Ravulizumab (ALXN1210), a new complement C5 inhibitor, provides immediate, complete, and sustained C5 inhibition. This phase 3, open-label study assessed the noninferiority of ravulizumab to eculizumab in complement inhibitor-naive adults with paroxysmal nocturnal hemoglobinuria (PNH). Patients with lactate dehydrogenase (LDH) ≥1.5 times the upper limit of normal and at least 1 PNH symptom were randomized 1:1 to receive ravulizumab or eculizumab for 183 days (N = 246). Coprimary efficacy end points were proportion of patients remaining transfusion-free and LDH normalization. Secondary end points were percent change from baseline in LDH, change from baseline in Functional Assessment of Chronic Illness Therapy (FACIT)-Fatigue score, proportion of patients with breakthrough hemolysis, stabilized hemoglobin, and change in serum free C5. Ravulizumab was noninferior to eculizumab for both coprimary and all key secondary end points (Pinf < .0001): transfusion avoidance (73.6% vs 66.1%; difference of 6.8% [95% confidence interval (CI), -4.66, 18.14]), LDH normalization (53.6% vs 49.4%; odds ratio, 1.19 [0.80, 1.77]), percent reduction in LDH (-76.8% vs -76.0%; difference [95% CI], -0.83% [-5.21, 3.56]), change in FACIT-Fatigue score (7.07 vs 6.40; difference [95% CI], 0.67 [-1.21, 2.55]), breakthrough hemolysis (4.0% vs 10.7%; difference [95% CI], -6.7% [-14.21, 0.18]), and stabilized hemoglobin (68.0% vs 64.5%; difference [95% CI], 2.9 [-8.80, 14.64]).

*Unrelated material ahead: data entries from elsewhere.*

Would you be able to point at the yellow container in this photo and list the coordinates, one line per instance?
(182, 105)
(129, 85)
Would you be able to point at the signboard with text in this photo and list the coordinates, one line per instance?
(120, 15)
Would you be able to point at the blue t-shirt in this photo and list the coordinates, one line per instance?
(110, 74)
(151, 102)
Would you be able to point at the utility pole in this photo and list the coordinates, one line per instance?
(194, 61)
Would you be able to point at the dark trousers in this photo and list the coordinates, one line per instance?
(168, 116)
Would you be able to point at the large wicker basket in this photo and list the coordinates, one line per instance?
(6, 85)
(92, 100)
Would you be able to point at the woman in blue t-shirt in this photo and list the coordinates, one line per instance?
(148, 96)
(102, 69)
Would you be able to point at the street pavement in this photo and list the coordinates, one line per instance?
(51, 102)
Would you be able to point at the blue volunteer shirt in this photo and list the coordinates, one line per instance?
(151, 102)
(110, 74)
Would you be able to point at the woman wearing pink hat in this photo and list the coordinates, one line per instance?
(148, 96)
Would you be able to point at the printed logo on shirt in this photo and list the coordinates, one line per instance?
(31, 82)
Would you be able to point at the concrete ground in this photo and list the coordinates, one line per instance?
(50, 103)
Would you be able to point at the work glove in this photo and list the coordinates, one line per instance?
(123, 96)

The safety and tolerability of ravulizumab and eculizumab were similar; no meningococcal infections occurred. In conclusion, ravulizumab given every 8 weeks achieved noninferiority compared with eculizumab given every 2 weeks for all efficacy end points, with a similar safety profile. This trial was registered at www.clinicaltrials.gov as #NCT02946463.

Ravulizumab (ALXN1210) in patients with paroxysmal nocturnal hemoglobinuria: results of 2 phase 1b/2 studies.

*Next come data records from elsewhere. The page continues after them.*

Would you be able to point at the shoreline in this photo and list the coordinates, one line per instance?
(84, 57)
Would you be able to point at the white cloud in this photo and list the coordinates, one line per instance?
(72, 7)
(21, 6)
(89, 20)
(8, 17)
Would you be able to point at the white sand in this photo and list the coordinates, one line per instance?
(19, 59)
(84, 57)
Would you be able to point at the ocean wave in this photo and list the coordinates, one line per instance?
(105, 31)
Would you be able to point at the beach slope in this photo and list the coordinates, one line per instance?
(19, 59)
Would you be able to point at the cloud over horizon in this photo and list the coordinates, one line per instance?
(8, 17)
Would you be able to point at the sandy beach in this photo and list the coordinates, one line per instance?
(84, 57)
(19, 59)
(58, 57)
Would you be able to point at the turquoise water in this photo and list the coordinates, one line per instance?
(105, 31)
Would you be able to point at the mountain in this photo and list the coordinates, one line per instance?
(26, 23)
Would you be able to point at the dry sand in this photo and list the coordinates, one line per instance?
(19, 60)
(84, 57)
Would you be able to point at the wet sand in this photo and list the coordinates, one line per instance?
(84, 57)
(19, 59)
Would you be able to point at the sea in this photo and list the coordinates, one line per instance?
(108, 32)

Ravulizumab (ALXN1210), a humanized monoclonal antibody to complement component C5, was engineered from eculizumab to have a substantially longer terminal half-life, permitting longer dosing intervals for paroxysmal nocturnal hemoglobinuria (PNH) treatment. Two phase 1b/2 multicenter open-label studies evaluated efficacy and safety of multiple doses and regimens of ravulizumab in PNH patients naive to complement-inhibitor treatment. Patients in study 103 (n = 13) received ravulizumab 900 mg (lower trough exposure) or 1800 mg every 4 weeks (higher trough exposure); those in study 201 (n = 26) received 1000 mg every 4, 1600 mg every 6, 2400 mg every 8, or 5400 mg every 12 weeks. Trough exposure levels with study 201 dosing regimens were similar to the study 103 900-mg every-4-weeks regimen. Rapid sustained reduction of plasma lactate dehydrogenase (LDH) occurred across all cohorts (73%-90% at end point vs baseline). A greater proportion of patients had normalized LDH (<234 U/L) at least once from days 29 to 253 in the higher- (85.7%) vs lower-trough-exposure (50.0%-83.3%) cohorts; the weighted average of the proportion of instances of LDH normalization from days 29 to 253 was highest in higher- vs lower-trough-exposure cohorts (62.3% vs 31.4%-54.5%). No patients in the higher-trough-exposure cohort, but 1 to 2 patients in all lower-trough-exposure cohorts, experienced breakthrough hemolysis. Ravulizumab improved quality of life (QoL) measures in all cohorts. Two patients experienced meningococcal infections; both recovered and continued in the study. In summary, ravulizumab provided rapid and sustained reduction in complement-mediated hemolysis and improved QoL at dosing intervals up to 12 weeks. This trial was registered at www.clinicaltrials.gov as #NCT02598583 (study 103) and NCT02605993 (study 201).